A esperança com que a minha avó foi vacinada, apesar de tantas dúvidas, veio combater a solidão. A fé que a minha avó tem naquele líquido de 0,3ml, vai permitir uma abertura regulada do país.
Crónica de Beatriz Mirão
Quando eu era pequenina ia para lá a dormir, sentindo o cheiro, o barulho, o ambiente. Sabia que os desenhos animados estariam milagrosamente ligados uns minutos antes da minha chegada, sabia que as torradas em pão de forma estariam carinhosamente alinhadas e barradas com a Becel que a minha mãe proibia em casa. Sabia isto tudo e chegava lá, meio abananada de uma viagem cheia de curvas, onde depositava o meu corpo naquele sofá. Abria os olhos para dizer que me doíam os ouvidos, a garganta ou inventava outra coisa qualquer sob a pressão de poder passar o dia em casa dos avós.
Vivo na mesma casa desde os meus três anos, rodeada pela minha mãe, pelo meu pai e pelo meu irmão. As viagens para ver os meus avós consistiam em dias inteiros de saudades por cumprir, risos com primos e almoços de barriga cheia. Ir para casa dos avós era uma aventura de um dia, dois dias, três dias e um reaprender de rotinas novas quando voltava a casa. Casa onde não há Becel, não há refrigerante de laranja ao almoço, não há pão de forma, não há salsichas com ovos, porque enfim, simplesmente não há. Infelizmente ou (muito) felizmente, há coisas que têm lugar próprio e que não se movem de sítio.
Os avós que curavam todas as minhas doenças e que me metiam açúcar no leite são assim. Não se movem de sítio, nunca os vi fora dali. Eu que já viajei por aí, eu que já aprendi umas quantas línguas, eu que nunca paro, eu que vivo na inquietação de procurar, eu que não encontro lugar para pousar tudo, eu que vivo nesta vida que é obrigatoriamente para ser vivida, nesta aflição de estar sempre a mover-me de sítio, fico na felicidade de os ver sempre lá, no mesmo sítio, preenchidos por aquele seu mundo que nada abala porque casa é casa, e a Becel é sempre comprada no mesmo sítio, tal como o refrigerante de laranja, as salsichas da lata e as galinhas, enfim, essas vão mudando de poiso.

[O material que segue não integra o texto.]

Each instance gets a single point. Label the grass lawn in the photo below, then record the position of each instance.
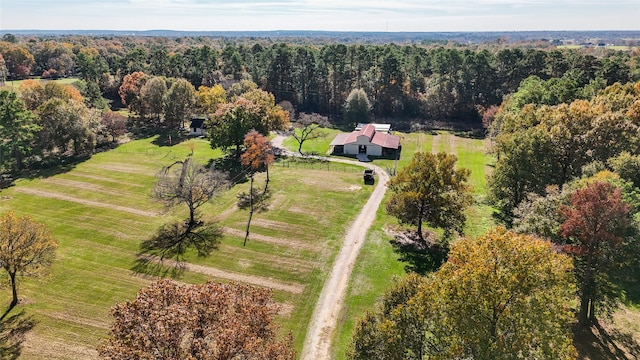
(378, 263)
(100, 210)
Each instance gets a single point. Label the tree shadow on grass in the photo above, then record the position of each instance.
(422, 257)
(163, 254)
(596, 342)
(230, 164)
(13, 329)
(169, 137)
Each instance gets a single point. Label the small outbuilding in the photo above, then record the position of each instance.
(368, 141)
(197, 127)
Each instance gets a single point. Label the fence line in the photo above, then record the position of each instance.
(316, 165)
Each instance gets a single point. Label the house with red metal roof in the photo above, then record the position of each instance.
(366, 140)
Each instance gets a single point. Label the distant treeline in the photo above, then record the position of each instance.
(415, 83)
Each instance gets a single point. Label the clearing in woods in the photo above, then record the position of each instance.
(101, 209)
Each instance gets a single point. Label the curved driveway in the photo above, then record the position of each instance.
(317, 344)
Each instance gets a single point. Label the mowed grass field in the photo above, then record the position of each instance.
(378, 263)
(101, 210)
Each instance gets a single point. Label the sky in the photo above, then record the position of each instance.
(330, 15)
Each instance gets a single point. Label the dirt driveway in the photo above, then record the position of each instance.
(317, 344)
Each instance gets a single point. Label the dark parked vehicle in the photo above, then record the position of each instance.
(369, 176)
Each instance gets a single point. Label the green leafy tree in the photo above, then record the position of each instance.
(497, 296)
(27, 248)
(17, 130)
(309, 127)
(67, 125)
(431, 190)
(213, 321)
(523, 167)
(357, 107)
(153, 95)
(627, 166)
(179, 102)
(129, 91)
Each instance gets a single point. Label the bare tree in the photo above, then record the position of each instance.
(258, 154)
(189, 183)
(309, 126)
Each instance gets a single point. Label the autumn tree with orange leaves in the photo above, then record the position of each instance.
(258, 154)
(213, 321)
(27, 248)
(595, 225)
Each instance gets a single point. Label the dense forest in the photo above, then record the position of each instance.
(407, 85)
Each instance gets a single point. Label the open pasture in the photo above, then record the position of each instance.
(100, 211)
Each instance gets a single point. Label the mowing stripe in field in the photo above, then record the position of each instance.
(51, 195)
(247, 279)
(273, 240)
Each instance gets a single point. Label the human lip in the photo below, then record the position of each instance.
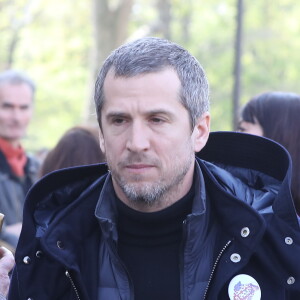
(139, 167)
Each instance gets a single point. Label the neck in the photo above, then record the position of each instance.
(171, 196)
(14, 143)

A minha avó ligou-me no outro dia e a meio do teletrabalho, expliquei-lhe que lhe ligava depois, quando tivesse tempo, no futuro, depois, algures nessa semana. E liguei. E ela contou-me. Contou-me que finalmente tinha chegado o dia em que via um pouco de esperança. A esperança que vem dos alemães, dos chineses e, se calhar, dos russos. A esperança que vai trazer mais visitas dos netos, mais Natais e um pouco mais de Mundo, para lá da estrada que divide a casa da minha avó e a da vizinha.

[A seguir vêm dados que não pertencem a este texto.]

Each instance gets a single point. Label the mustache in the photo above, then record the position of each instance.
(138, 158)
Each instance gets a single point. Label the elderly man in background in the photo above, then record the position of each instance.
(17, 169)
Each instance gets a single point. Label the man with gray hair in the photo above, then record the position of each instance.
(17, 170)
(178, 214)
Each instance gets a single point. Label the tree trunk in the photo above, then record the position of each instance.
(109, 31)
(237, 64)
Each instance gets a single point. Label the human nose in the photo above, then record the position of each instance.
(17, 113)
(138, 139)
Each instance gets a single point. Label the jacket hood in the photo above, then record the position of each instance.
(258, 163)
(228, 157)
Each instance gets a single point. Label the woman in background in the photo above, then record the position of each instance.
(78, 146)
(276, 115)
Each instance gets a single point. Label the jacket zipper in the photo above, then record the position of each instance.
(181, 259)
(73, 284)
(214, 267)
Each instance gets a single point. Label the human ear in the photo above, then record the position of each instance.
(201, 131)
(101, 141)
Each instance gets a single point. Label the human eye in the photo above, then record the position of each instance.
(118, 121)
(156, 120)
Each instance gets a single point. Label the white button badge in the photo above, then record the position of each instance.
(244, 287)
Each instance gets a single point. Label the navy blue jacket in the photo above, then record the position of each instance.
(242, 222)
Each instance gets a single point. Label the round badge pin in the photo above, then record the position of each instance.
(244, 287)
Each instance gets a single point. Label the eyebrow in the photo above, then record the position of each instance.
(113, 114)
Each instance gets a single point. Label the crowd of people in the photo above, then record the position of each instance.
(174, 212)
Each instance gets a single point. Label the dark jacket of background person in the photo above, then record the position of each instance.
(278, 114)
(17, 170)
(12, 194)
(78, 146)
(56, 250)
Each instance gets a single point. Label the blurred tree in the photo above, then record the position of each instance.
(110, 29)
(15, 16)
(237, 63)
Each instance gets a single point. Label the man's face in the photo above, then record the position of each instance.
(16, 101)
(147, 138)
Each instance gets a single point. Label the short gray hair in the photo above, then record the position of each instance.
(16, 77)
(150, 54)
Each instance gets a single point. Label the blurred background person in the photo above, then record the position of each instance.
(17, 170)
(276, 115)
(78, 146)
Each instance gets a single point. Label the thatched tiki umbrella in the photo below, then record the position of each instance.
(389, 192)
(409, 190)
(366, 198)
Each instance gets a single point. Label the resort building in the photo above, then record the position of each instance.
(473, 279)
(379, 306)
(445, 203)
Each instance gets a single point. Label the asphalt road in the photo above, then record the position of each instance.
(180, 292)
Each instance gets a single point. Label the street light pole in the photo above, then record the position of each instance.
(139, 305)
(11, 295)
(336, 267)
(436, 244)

A esperança com que a minha avó foi vacinada, apesar de tantas dúvidas, veio combater a solidão. A fé que a minha avó tem naquele líquido de 0,3ml, vai permitir uma abertura regulada do país. A confiança que todos precisamos está ali depositada, na ciência, contra o vazio, contra o inglório barulho da televisão.
Não pode haver contradição na procura por esperança. Sujeitarmo-nos à ignorância de querermos a mudança, de confiarmos nos estudos de quem já muito estudou, é o caminho para os meus avós e para mim.